Domínguez-Trujillo went to high school in Miami and went on to study business administration and international and comparative studies. In 2016, he announced his intentions to become candidate for President of the Dominican Republic in 2020. The candidacy was initially and unofficially held under the PDI (Partido Demócrata Institucional), but he left the ticket in 2019, calling out the party for its complicity with the corrupt political system, and wherein he decided to pursue his presidential candidacy as an independent, making him the first candidate to do so in all of the country's history. In late 2019, he reached a political agreement with the National Citizen Will Party, in order to present his candidacy through them, as a result of the electoral board’s failure to recognize independent candidacies.

However, in early 2020, the Junta Central Electoral, the electoral board charged with organizing the country's general elections, did not accept his candidacy, alleging that his dual nationality was not permitted under to the country's constitution, despite the fact that numerous presidential candidates have held and currently hold dual citizenship.

After the 2020 electoral process, he pursued the certification of the Partido Esperanza Democrática, and obtained official recognition from the JCE on June 9, 2023. He made his bid for the presidential candidacy, which was officially presented under his political organization to the JCE, in order to compete in the Dominican elections on May 19, 2024. He was again rejected by this Dominican electoral board, and although he pursued his case before the Tribunal Superior Electoral (the Dominican electoral tribunal), the case was intentionally extended beyond the deadline for the filing of all national candidacies, thereby forcing Domínguez-Trujillo to quickly find a last-minute replacement candidate.

Despite all the obstacles, and with Domínguez-Trujillo at the helm, the Partido Esperanza Democrática was able to move up in the rankings from the 32nd position to the 4th position at both the presidential level and the overseas Dominican congressional seats level, making his party one of the top political organizations of the Dominican Republic, with less than a year of having achieved official recognition.

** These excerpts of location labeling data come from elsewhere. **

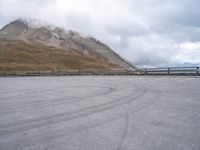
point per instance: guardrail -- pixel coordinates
(146, 71)
(172, 71)
(69, 72)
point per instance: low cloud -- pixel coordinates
(147, 33)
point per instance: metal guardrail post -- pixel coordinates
(197, 70)
(145, 70)
(168, 70)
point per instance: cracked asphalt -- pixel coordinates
(100, 113)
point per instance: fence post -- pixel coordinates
(197, 70)
(145, 70)
(168, 70)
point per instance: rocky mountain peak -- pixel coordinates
(15, 27)
(57, 37)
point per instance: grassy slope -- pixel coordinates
(21, 56)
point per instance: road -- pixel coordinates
(100, 113)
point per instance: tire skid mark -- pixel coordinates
(123, 137)
(59, 101)
(48, 120)
(24, 95)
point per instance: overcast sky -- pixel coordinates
(145, 32)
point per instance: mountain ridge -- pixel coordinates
(59, 38)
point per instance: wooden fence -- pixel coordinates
(147, 71)
(171, 71)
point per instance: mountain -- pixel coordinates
(27, 47)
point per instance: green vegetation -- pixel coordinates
(21, 56)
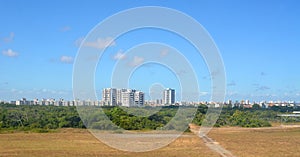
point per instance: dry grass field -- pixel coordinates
(77, 142)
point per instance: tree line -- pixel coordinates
(45, 118)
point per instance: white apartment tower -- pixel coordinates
(109, 96)
(122, 97)
(169, 96)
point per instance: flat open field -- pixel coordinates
(77, 142)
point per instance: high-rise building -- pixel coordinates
(122, 97)
(169, 96)
(139, 98)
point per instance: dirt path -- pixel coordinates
(210, 143)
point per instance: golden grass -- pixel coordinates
(78, 142)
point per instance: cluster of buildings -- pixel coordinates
(122, 97)
(132, 97)
(110, 97)
(136, 98)
(262, 104)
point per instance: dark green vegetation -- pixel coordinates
(47, 118)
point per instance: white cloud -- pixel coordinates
(100, 43)
(137, 60)
(119, 55)
(65, 28)
(164, 52)
(79, 41)
(10, 53)
(10, 38)
(66, 59)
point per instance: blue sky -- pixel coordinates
(258, 40)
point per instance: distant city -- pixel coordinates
(136, 98)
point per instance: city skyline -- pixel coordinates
(258, 41)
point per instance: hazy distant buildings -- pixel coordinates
(109, 96)
(169, 96)
(122, 97)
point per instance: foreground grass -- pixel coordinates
(79, 142)
(246, 142)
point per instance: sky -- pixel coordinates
(259, 42)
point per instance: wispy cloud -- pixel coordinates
(262, 88)
(10, 38)
(232, 83)
(78, 41)
(164, 52)
(100, 43)
(10, 53)
(119, 55)
(263, 74)
(137, 60)
(65, 29)
(66, 59)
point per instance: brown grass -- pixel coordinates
(77, 142)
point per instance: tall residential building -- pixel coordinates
(109, 96)
(122, 97)
(169, 96)
(139, 99)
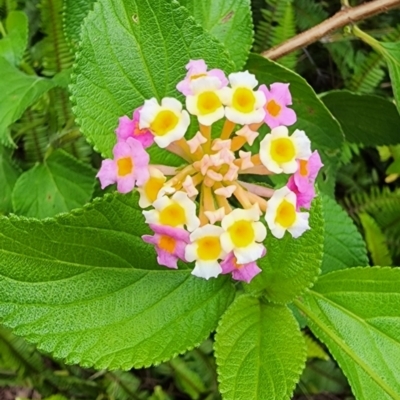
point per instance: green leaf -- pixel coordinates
(60, 184)
(291, 265)
(75, 12)
(356, 313)
(391, 53)
(12, 46)
(376, 240)
(229, 21)
(260, 351)
(131, 51)
(312, 115)
(377, 119)
(85, 287)
(344, 246)
(18, 92)
(9, 174)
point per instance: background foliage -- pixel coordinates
(44, 159)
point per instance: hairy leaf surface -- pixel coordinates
(291, 265)
(365, 119)
(356, 313)
(85, 287)
(344, 246)
(260, 351)
(60, 184)
(229, 21)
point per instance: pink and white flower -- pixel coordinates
(128, 169)
(130, 128)
(170, 244)
(276, 111)
(240, 272)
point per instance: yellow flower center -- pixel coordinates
(303, 168)
(137, 131)
(243, 100)
(125, 166)
(152, 187)
(273, 108)
(209, 248)
(167, 243)
(173, 215)
(286, 214)
(164, 122)
(242, 233)
(282, 150)
(208, 102)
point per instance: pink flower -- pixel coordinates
(130, 128)
(307, 171)
(240, 272)
(278, 97)
(303, 199)
(128, 168)
(197, 69)
(302, 181)
(170, 244)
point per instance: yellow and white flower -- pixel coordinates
(176, 211)
(243, 104)
(167, 122)
(279, 152)
(150, 190)
(242, 232)
(205, 248)
(281, 215)
(206, 101)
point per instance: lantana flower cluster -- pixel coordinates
(206, 211)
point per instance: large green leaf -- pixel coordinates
(9, 174)
(229, 21)
(260, 351)
(75, 12)
(344, 246)
(60, 184)
(356, 313)
(312, 115)
(85, 287)
(376, 240)
(12, 46)
(365, 119)
(291, 265)
(131, 51)
(18, 91)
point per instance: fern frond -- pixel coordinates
(383, 205)
(370, 73)
(376, 241)
(309, 13)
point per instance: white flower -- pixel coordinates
(167, 122)
(205, 248)
(279, 151)
(242, 232)
(243, 104)
(176, 211)
(150, 190)
(281, 215)
(206, 102)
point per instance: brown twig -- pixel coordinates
(344, 17)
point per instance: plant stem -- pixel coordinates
(346, 16)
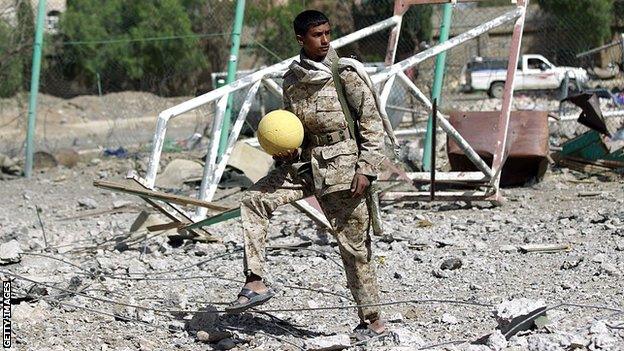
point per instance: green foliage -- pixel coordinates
(15, 51)
(124, 42)
(493, 3)
(589, 20)
(275, 23)
(11, 74)
(416, 28)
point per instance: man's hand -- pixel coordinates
(286, 156)
(359, 184)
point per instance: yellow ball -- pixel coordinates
(280, 131)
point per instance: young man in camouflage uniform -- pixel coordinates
(332, 165)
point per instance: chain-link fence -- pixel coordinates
(110, 67)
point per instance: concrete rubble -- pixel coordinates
(462, 252)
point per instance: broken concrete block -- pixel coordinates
(43, 160)
(121, 203)
(518, 315)
(405, 337)
(10, 252)
(205, 320)
(225, 344)
(572, 262)
(496, 341)
(327, 343)
(451, 264)
(87, 203)
(448, 319)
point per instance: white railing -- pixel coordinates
(213, 170)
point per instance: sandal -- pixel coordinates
(363, 333)
(253, 299)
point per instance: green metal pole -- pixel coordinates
(236, 33)
(438, 79)
(34, 88)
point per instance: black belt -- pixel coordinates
(329, 138)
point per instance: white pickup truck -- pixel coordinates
(534, 72)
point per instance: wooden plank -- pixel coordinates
(165, 226)
(440, 196)
(450, 177)
(176, 199)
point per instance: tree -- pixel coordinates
(582, 24)
(15, 50)
(273, 28)
(146, 45)
(416, 28)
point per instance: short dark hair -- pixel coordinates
(308, 19)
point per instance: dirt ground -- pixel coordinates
(67, 281)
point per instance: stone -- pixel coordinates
(327, 343)
(609, 269)
(599, 258)
(121, 203)
(451, 264)
(541, 343)
(212, 336)
(144, 220)
(10, 252)
(205, 320)
(496, 341)
(572, 262)
(44, 160)
(225, 344)
(395, 318)
(438, 273)
(135, 266)
(512, 314)
(508, 249)
(448, 319)
(159, 264)
(405, 337)
(87, 203)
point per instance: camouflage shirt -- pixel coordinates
(318, 107)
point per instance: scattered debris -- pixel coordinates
(10, 252)
(517, 315)
(528, 149)
(572, 262)
(545, 247)
(328, 343)
(67, 157)
(451, 264)
(87, 203)
(178, 172)
(44, 160)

In a post-election press conference in 2024 held at the party headquarters, Domínguez-Trujillo maintained that he has always qualified under the country’s constitution to be a presidential candidate for the Dominican Republic, and stated the only reason for his continued rejection was his tough stance on political corruption, and his unwillingness to pursue alliances with the established political system that, according to him, has done so much damage to the country and its people. He also said however, that he would not present his presidential candidacy again, until such time as he was able to obtain the necessary accreditation from the Dominican courts, while affirming his willingness to engage international tribunals if necessary. He claimed this process was in the works and hoped to obtain certification by 2026.